Por eso, no ha producido extrañeza que, en los apenas tres meses de legislatura
que llevamos, la Presidenta del Congreso haya tenido tiempo de demostrar que
actúa en plena sintonía con los intereses del PP, hasta el punto de que el PSOE
y Podemos han pensado en presentar una moción de reprobación contra ella.
Todo
esto es de sobra conocido, pero lo que no se sabía -o al menos yo no me había
dado cuenta- es que esa colonización sectaria de las instituciones había
llegado hasta el interior de los propios partidos, como se ha visto en la
crisis del PSOE y muy especialmente en su semana de pasión, donde se buscaba un
“hombre bueno” que pudiera mediar entre las partes con el mismo éxito que tuvo
Diógenes en Atenas. Evidentemente, los factores que han llevado a esa crisis
son múltiples, desde la diversa concepción sobre la posición que debe ocupar el
PSOE en la política española (que para entendernos llamaremos centro-izquierda
e izquierda-izquierda) hasta afectos y desafectos personales, pasando por
diferencias tácticas sobre la investidura. Sin embargo, el bochornoso y
lamentable -en calificación del propio Javier Fernández- espectáculo del sábado tenso se produjo porque la Mesa
encargada de dirigir los debates no tenía ninguna auctoritas sobre los miembros del Comité Federal. Lejos de ser un
Peces-Barba, con el prestigio suficiente para organizar con imparcialidad los
debates, Verónica Pérez era una secundaria sin autonomía real para decidir por
sí misma. Es muy revelador de su intrascendencia que Sánchez solo desistiera de
la votación exprés que montó cuando Josep Borrell se lo reprochó.
Previamente,
los otros dos mecanismos institucionales de solución de conflictos que tiene el
PSOE habían mostrado también sus limitaciones: ni la presidencia del Partido ni
la Comisión Federal de Ética y Garantías pudieron realizar las funciones
arbitrales que le encomiendan los Estatutos porque las personas que ocupaban
esos puestos no habían sido elegidas por
sus cualidades, sino por sus lealtades y, lógicamente, en un momento de crisis
actuaron -sin vocación para inmolarse como Thomas Moro- según la lógica
subyacente de los que los nombraron y no la del puesto que ocupaban.

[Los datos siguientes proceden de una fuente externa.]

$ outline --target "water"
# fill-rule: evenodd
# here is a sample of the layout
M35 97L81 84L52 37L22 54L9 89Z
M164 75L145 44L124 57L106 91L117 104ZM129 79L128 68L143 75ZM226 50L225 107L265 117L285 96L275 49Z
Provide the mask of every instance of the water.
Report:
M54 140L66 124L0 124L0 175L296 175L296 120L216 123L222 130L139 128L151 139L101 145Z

Por eso,
Micaela Navarro no manifestó un criterio propio, como en tiempos pasados
hiciera el gran Ramón Rubiales, sino que se limitó a dimitir como una más de los vocales de la Comisión
Ejecutiva y, por eso, los cinco miembros
de la Comisión de Garantías estaban perfectamente alineados: tres críticos y
dos oficialistas, que al controlar la convocatoria de la Comisión la
pospusieron para no quedar en minoría.
Así
las cosas, en el PSOE hay muchas heridas que coser -según el verbo de moda que
utilizan sus líderes- y algunos debates ideológicos y estratégicos que
realizar. Después de esas urgencias, creo que también deberían de pensar sobre
las ventajas que produce tomarse en serio las instituciones arbitrales y se animen
a elegir personalidades que no parezcan
el eco de aquel ínclito rector que, para mostrar su lealtad a Fernando VII,
dijo aquello de: “lejos de nosotros la funesta manía de pensar”. Se hizo en la
Transición y es posible volver a hacerlo ahora en la renovación.